2. A merger that absorbs a limited liability company C on January 9, 2017 must be invalidated.
3...
Reasons
1. Facts of recognition;
A. On January 9, 2017, the Plaintiff Land Construction Co., Ltd. is a creditor of a limited liability company (a former trade name: B of the limited liability company; hereinafter “C”) that has been merged with the Defendant and dissolved.
Plaintiff
A is one member of the “D Limited Liability Company”, a member of C, who is a Hungary-based member.
Defendant (formerly: Limited Liability Company E) is a company surviving after merger with C on January 9, 2017.
B. On November 9, 2016, the Defendant and C prepared an extraordinary general meeting minutes to the effect that the case of approval of the merger contract was resolved at a temporary general meeting of members on November 8, 2016, as an agenda item.
On January 9, 2017, the Defendant completed the procedures for protecting creditors following the merger, and prepared a provisional general meeting minutes to the effect that the merger will be resolved with the consent of all members of the general meeting.
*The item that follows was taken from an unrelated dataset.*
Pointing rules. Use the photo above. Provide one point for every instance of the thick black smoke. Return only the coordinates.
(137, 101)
C. The Defendant did not go through the notification procedure to the Plaintiff Branch Construction Co., Ltd., a creditor of C while proceeding with the instant merger, and recognized the minutes of the temporary general meeting prepared by the Defendant and C as being stamped only on the documents created by the certified judicial scrivener office.
[Ground of recognition] without any dispute, Gap's 1 through 5, Gap's 8 through 13, the purport of the whole pleadings and arguments
2. Determination on standing to sue
A. We examine ex officio whether the plaintiff A has standing to sue in the instant lawsuit.
B. Article 529(1) of the Commercial Act provides that “The invalidation of a merger may be asserted only by a lawsuit against any shareholder, director, auditor, liquidator, bankruptcy trustee, or creditor who has not approved the merger,” and Article 603 of the Commercial Act provides that the foregoing provision shall apply mutatis mutandis to the merger of a limited liability company.
C. As to the instant case, the fact that C was one of the members of D Limited Liability Company at the time of the instant merger is as seen earlier.
On the other hand, even according to the assertion itself, the plaintiff A is not a member of C.